Inflation has been especially high for food items (e.g., 116% YOY for meat products in April) and disproportionately affected the rural population (e.g., in August 2019, 46% YOY in rural areas vs. 41% YOY in urban areas).
By August 2019, the rial recovered around 40% of its open market value against the dollar compared to its historical low in September 2018. The relative stabilization of the rial in tandem with the passing of the shock effects from a year earlier has contributed to a slight easing of the inflation rate (42% YOY in August 2019).
Unemployment remains high at almost 11% while labor force participation rate slightly declined (YOY) to 40.6% in June quarter 2019 reflecting the labor market implication of the stagnant economy.
The gender gap in the labor market, especially in terms of participation and employment figures, remains high.
Poverty in Iran, measured at the World Bank’s upper middle-income threshold of $5.5 per day (2011 PPP), started to rise moderately between 2013 and 2016 from 8.1% to 11.6%. This negative trend in wellbeing was associated with the erosion of cash transfers in real terms.

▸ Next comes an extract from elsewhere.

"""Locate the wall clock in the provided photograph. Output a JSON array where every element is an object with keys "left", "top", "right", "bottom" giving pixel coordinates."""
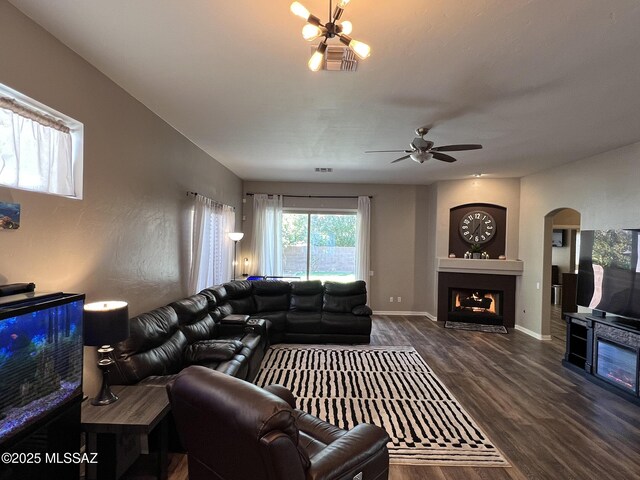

Universal cash transfers were the main driver of poverty reduction during 2009-12, but due to inflation, the real value of benefits has diminished since.
The medium-term economic outlook remains challenging. The baseline assumption for the medium-term rests on continued oil exports of around 500,000 barrels per day on average in 2019-20 and the following years.
In the course of the next two years (2020-21 to 2021-22), the economy is expected to grow at 0.5% annually, from a considerably smaller base. Inflationary pressures are expected to moderate but annual inflation is expected to remain above 20%, which is considerably higher than the country’s single digit inflation during 2016-17 and relative to other countries in the region.
In the coming years, the effect of the recent large exchange rate depreciation could allow the country’s goods and services to become more competitive regionally and help close the expected current account deficit gradually.
The fiscal deficit is projected to further widen in the next two years due to the legacy of the 2018-19 oil shock pushing government expenditures such as social protection measures upwards while receiving lower oil income and tax revenues.
Political and economic uncertainties make it difficult to project future poverty trends. However, a sharp decline in real GDP per capita and double-digit inflation are expected to have a strong negative impact on poverty rates through different channels, including the labor market, increasing costs of living and a further erosion of the real value of cash transfers. Future poverty rates will also depend on the government’s public policy response.
Any increase in the value of cash transfers, possibly along with introducing targeting mechanisms, could help the poor and vulnerable population cope with the socioeconomic shocks, but fiscal constraints may limit the scope for significant response.
Risks and Challenges
The nature of uncertainties facing the economy means that downward risks to the projected growth path remain in place.
If oil exports were to be curtailed further, the economy could enter into a deeper recession and experience higher inflation rates. The challenge of protecting the vulnerable households would put additional pressure on the government finances and potentially the value of rial.
Further restrictions on trade volumes and financial transaction arrangements with Iran’s neighbors could also pose a major risk to the current projections.
If the ongoing liquidity and recapitalization challenges of the banking sector remained unaddressed, these could further undermine banks’ ability to continue facilitating economic activity.
These important challenges highlight the crucial role of further economic diversification by focusing on non-oil sources of growth and government revenues. Building on the current economic base in the non-oil trade sector would improve resilience to external shocks and achieve a long-envisioned development plan goal that has been elusive to Iran and other countries of the region.